A short-handed Supreme Court that’s about to be recast seemed split Tuesday about whether to extend U.S. constitutional protections to cover a teenager shot on Mexican soil.
An even split, though, will be a defeat for the teenager’s family members and the immigration advocates who support them.
Amid a broader debate over President Donald Trump’s plans for both the court and the U.S.-Mexico border, some justices pushed back against claims that the teenager’s family could sue the Border Patrol agent who shot 15-year-old Sergio Hernandez. Hernandez was on the Mexican side of a culvert separating El Paso, Texas, and Juarez, Mexico when the agent shot him from 60 feet away.
“This is one of the most sensitive areas of foreign affairs,” cautioned Justice Anthony Kennedy, adding that the case presented an “urgent” example of the need for “separation of powers.”

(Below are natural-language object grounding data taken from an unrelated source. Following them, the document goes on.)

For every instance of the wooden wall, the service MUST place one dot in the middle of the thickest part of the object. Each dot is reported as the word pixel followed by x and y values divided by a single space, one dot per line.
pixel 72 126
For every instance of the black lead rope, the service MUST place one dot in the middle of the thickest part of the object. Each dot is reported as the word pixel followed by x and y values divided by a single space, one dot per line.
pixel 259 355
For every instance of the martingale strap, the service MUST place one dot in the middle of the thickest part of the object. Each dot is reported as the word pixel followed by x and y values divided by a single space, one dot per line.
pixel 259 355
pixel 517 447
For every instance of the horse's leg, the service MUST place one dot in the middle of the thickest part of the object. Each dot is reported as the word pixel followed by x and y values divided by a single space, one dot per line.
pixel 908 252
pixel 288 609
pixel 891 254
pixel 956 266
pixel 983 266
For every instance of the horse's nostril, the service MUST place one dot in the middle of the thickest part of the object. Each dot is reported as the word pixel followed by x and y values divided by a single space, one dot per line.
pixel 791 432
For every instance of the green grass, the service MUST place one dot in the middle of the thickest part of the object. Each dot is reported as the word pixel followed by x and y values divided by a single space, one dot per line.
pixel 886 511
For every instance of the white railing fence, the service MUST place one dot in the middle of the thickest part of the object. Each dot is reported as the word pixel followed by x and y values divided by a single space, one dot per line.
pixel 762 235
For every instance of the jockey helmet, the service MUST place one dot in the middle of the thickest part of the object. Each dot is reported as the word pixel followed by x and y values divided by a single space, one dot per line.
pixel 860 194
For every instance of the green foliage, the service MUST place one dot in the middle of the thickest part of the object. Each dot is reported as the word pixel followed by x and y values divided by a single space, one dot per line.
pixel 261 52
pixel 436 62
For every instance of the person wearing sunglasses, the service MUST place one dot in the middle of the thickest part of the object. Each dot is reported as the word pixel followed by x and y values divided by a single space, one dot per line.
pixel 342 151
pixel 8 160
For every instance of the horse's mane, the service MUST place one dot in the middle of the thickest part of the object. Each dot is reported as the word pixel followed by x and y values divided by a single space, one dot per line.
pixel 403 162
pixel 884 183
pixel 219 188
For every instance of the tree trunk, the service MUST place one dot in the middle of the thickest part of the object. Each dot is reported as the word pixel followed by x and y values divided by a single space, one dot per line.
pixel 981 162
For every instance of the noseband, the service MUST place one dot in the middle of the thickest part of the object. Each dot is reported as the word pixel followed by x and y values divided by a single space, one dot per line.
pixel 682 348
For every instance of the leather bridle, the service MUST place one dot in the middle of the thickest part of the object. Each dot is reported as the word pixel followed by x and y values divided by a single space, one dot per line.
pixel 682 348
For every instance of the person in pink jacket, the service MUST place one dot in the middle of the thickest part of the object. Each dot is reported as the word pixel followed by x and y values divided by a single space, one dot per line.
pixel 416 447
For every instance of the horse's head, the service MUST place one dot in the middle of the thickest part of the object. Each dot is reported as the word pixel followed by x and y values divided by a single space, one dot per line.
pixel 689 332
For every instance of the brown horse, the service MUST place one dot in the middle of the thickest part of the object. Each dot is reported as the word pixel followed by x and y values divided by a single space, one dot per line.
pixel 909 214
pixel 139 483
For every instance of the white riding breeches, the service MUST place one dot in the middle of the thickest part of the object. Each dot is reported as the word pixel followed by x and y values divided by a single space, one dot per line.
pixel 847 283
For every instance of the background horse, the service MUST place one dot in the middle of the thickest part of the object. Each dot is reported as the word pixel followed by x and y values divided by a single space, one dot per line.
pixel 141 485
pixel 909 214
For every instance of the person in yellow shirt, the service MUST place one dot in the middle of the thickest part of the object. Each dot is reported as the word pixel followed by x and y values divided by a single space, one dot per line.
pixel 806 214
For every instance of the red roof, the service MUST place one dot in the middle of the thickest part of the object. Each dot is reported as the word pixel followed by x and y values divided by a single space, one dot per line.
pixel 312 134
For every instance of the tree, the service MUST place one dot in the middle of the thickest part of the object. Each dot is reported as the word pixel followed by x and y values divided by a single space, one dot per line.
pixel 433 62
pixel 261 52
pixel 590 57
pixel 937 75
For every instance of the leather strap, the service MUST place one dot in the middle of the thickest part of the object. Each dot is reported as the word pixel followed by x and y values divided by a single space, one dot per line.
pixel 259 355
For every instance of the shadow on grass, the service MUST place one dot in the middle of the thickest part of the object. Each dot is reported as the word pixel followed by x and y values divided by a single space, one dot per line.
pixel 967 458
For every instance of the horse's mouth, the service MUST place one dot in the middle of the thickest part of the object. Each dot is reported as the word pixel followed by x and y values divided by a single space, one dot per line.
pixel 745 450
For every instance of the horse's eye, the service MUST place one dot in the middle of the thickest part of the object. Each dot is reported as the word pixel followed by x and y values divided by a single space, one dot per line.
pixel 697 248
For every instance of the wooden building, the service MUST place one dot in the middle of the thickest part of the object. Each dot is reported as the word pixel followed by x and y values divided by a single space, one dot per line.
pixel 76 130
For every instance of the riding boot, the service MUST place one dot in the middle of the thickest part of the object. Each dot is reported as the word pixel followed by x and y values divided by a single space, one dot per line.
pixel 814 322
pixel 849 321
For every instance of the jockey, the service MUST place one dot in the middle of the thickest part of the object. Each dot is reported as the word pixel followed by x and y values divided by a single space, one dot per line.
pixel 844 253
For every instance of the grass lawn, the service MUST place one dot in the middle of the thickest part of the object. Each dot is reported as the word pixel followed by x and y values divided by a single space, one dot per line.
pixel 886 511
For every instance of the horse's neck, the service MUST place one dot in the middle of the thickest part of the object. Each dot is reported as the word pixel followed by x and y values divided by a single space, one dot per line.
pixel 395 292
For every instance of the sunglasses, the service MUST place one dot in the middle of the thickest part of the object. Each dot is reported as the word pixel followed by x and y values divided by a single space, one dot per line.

Chief Justice John Roberts, Jr. and Justice Samuel Alito likewise pressed Hernandez family attorney Robert C. Hilliard, with Roberts skeptically questioning whether the overseas victim of a U.S. drone strike triggered from the United States might also be covered by the constitutional guarantees that include a ban on unreasonable searches and seizures.
“I am trying to see what the logic is,” Roberts said, leaving little doubt that he didn’t see any at all.

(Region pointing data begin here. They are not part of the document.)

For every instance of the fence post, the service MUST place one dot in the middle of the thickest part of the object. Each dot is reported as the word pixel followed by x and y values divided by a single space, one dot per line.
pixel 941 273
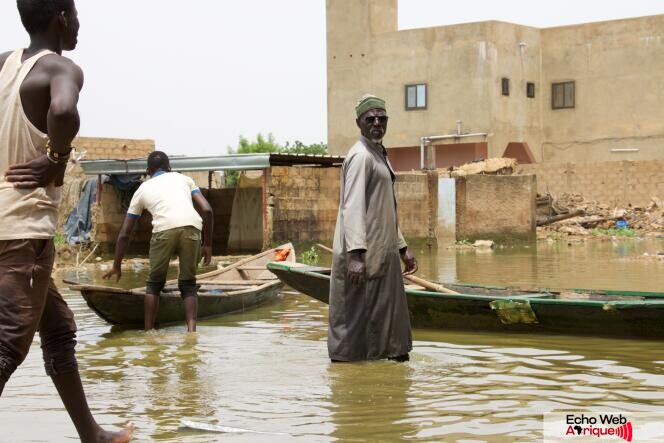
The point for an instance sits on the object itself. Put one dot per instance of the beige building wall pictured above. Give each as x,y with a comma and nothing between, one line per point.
618,68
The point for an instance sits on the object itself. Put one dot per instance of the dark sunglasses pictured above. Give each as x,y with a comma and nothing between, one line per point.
382,119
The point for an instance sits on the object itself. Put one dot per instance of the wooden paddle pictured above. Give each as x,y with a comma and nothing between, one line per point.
417,280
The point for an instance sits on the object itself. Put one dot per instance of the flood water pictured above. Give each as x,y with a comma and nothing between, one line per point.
267,370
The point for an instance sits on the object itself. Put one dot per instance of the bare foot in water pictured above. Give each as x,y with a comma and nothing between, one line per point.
116,437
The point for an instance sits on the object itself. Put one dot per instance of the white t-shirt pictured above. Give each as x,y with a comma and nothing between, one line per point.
167,196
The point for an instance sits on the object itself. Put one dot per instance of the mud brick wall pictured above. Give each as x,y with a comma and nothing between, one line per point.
618,183
495,207
303,203
113,148
417,200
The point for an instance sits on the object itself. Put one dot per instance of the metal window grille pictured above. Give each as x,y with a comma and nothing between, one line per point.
416,96
563,95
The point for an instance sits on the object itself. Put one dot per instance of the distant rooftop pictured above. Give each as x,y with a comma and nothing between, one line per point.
231,162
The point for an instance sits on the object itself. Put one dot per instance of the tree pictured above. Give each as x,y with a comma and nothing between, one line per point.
270,145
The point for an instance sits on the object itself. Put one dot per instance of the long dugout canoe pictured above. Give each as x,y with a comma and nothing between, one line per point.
610,313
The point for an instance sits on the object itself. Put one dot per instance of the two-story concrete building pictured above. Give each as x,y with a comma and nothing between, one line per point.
584,93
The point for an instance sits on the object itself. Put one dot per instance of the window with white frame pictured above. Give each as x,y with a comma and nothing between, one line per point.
416,96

Justice Stephen Breyer, though, pointed out that the U.S.-Mexico border where the June 7, 2010 shooting occurred presents some unique circumstances. His fellow liberal justices also sounded sympathetic to the Hernandez family’s claims that the U.S. Constitution applies in the cross-border shooting.
“This case has, as far as the conduct goes, the United States written all over it,” Justice Ruth Bader Ginsburg declared.
15-year-old Sergio Hernandez was standing in Mexico, barely across the border, unthreatening and unarmed, when he was shot and killed by a U.S. Border Patrol agent standing in the United States.
Robert C. Hilliard, attorney.
If the Supreme Court ties 4-4 on the case argued Tuesday, as appears to be a possibility, the result would uphold a lower appellate court’s decision that rejected the Hernandez family’s claims, without setting a national precedent. Based on the tone and questions during the hour-long oral argument, moreover, five votes appeared to be out of reach for the family
A Border Patrol agent who was traveling by bicycle, Jesus Mesa Jr., shot Hernandez under disputed circumstance.
According to the Hernandez family, Hernandez was playing in the border culvert and had run past Mesa toward a pillar beneath a bridge on the Mexican side of the culvert. Mesa “drew his firearm, aimed it at Sergio and shot him in the head, next to his eye,” the family recounted. Hilliard, who is based in Corpus Christi, Texas, called Mesa a “rogue officer” on Tuesday.
Mesa’s attorneys countered that “Hernandez had been arrested twice before for alien smuggling and had been given voluntary returns to Mexico due to his juvenile status.”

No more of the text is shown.